Arugula is an easy-to-grow leafy green available in a range of forms and flavors. It is good for salads, sandwiches, soups, cooked greens, and in pesto. Arugula plants are cold tolerant, and can be grown in spring or fall.

There are two types of arugula, "salad" types and "wild" types. Salad arugula (Eruca sativa) is also called rocket salad and roquette. It typically has leaves with rounded lobes and a milder flavor than wild types. Wild arugula (Diplotaxis tenuifolia) is sometimes called wild rocket or white rocket. It generally has deeply lobed leaves with pointed ends and a sharper, stronger flavor than salad types.

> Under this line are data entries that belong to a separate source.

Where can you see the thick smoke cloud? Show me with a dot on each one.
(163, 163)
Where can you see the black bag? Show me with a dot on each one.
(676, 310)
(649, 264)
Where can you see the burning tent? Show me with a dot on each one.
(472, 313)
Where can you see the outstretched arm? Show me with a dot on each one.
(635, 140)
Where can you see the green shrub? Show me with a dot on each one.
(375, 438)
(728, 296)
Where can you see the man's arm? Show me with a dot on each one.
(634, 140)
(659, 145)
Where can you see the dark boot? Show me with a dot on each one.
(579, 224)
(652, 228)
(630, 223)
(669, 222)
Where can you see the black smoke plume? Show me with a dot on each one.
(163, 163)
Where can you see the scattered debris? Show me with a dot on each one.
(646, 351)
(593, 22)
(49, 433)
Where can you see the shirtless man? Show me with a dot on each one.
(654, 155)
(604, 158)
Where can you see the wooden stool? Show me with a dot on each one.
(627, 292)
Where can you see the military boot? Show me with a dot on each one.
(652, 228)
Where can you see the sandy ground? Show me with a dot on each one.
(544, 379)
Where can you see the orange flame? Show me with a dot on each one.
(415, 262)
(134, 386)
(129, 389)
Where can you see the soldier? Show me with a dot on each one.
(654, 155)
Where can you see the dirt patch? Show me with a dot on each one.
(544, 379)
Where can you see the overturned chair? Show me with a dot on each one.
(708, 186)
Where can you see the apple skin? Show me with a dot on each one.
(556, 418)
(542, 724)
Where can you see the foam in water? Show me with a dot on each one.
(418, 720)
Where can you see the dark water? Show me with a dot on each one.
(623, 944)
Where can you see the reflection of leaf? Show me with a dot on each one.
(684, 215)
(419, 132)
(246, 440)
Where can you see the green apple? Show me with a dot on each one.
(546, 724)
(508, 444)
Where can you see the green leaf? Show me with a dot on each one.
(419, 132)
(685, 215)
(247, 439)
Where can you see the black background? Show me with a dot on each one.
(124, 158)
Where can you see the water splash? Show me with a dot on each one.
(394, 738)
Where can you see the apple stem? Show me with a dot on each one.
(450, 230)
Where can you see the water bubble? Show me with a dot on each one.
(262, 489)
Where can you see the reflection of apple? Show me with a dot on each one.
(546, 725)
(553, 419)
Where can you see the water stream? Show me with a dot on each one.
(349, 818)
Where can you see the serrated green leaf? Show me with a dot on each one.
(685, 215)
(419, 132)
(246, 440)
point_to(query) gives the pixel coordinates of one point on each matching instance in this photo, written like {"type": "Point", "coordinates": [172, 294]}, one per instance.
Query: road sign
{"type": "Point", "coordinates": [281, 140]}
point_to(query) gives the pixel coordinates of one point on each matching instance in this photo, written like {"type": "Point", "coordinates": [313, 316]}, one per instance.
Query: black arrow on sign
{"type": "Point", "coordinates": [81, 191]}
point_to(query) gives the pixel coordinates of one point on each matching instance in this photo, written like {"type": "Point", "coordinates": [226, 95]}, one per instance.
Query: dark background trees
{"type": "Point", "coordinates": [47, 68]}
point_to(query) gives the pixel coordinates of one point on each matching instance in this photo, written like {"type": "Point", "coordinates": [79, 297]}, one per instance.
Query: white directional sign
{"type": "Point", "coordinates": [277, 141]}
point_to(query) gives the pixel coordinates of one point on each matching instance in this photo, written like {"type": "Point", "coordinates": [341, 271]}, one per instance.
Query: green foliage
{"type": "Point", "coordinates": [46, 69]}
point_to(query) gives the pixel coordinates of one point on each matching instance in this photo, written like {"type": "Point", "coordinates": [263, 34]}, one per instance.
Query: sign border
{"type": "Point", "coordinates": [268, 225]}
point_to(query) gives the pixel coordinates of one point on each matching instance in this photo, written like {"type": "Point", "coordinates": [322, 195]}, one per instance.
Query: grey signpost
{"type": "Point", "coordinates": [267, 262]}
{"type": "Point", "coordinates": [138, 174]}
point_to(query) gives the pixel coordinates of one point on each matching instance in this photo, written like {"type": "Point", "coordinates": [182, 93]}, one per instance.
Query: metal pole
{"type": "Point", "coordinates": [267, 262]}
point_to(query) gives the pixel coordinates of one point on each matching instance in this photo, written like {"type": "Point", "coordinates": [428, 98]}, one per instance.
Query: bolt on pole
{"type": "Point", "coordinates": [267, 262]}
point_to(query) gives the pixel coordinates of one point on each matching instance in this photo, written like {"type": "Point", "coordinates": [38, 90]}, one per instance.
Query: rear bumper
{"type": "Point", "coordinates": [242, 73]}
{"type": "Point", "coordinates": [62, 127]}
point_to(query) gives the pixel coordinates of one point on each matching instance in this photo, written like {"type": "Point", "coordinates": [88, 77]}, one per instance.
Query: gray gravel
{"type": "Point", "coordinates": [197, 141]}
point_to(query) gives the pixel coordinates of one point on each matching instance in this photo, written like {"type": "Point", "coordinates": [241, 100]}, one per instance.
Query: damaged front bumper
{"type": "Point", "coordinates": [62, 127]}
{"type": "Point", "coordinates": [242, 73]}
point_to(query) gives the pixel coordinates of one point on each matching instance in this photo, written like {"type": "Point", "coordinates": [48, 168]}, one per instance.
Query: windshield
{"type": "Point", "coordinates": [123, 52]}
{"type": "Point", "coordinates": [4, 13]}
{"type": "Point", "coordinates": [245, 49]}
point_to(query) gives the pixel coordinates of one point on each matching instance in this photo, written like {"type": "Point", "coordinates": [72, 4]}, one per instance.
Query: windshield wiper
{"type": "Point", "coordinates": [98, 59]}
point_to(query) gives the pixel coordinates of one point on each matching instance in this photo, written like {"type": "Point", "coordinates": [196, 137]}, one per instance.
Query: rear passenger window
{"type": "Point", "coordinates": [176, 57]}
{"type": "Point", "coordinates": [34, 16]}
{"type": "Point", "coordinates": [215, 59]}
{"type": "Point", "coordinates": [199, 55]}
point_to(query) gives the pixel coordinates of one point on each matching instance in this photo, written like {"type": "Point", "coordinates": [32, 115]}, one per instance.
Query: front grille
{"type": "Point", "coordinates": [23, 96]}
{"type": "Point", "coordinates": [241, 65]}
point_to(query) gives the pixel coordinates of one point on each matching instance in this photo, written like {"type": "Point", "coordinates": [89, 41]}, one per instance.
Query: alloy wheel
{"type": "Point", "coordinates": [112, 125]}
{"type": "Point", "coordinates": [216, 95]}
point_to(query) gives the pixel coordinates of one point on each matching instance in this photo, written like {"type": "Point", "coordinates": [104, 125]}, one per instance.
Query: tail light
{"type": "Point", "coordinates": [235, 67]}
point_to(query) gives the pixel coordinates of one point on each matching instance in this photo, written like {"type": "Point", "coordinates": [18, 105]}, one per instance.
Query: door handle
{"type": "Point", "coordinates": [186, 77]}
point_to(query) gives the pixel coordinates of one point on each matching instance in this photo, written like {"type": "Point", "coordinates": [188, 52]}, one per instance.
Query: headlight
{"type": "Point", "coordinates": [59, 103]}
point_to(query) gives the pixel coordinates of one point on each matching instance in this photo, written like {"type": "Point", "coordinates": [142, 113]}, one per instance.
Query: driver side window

The leaves, flowers, and seedpods of both types are edible.

How to Grow

Direct sow arugula in the garden in early spring, covering seed lightly with about an eighth of an inch of soil. For fall crops, sow in late summer to early fall. Seed can be sown thickly and thinned to 1 inch apart, with rows spaced 6 inches apart. In both types, the flavor becomes stronger when plants begin to flower. 


Plant in full sun in well-drained soil. Harvest individual leaves regularly to keep plants productive. Plants can be cut back by half to two thirds when they begin budding to extend the harvest, through flavor will be stronger once plants have begun to form buds. Can be sown every 2 to 3 weeks for an extended harvest.

Fertilizer Recommendations

Arugula is a light to moderate feeder that benefits from occasional fertilization. Use low rates of ALGOplus All Purpose Liquid Fertilizer 6-6-6 or Neptune Fish & Seaweed Fertilizer 2-3-1.

Common Problems

Arugula is usually free from pest and disease problems. Flea beetles are an occasional problem. 

Alternative Products

Other easy-to-grow leafy greens include Endive, Lettuce, and Spinach.

Complimentary Products

Other vegetables in the mustard family are broccoli, cabbage, and collards.

Product Recommendations

Floating row covers can be used to exclude pests like flea beetles and extend the harvest season into late fall.

Arugula Facts

Salad arugula originated in the Mediterranean area, while wild arugula is native to Europe and Western Asia.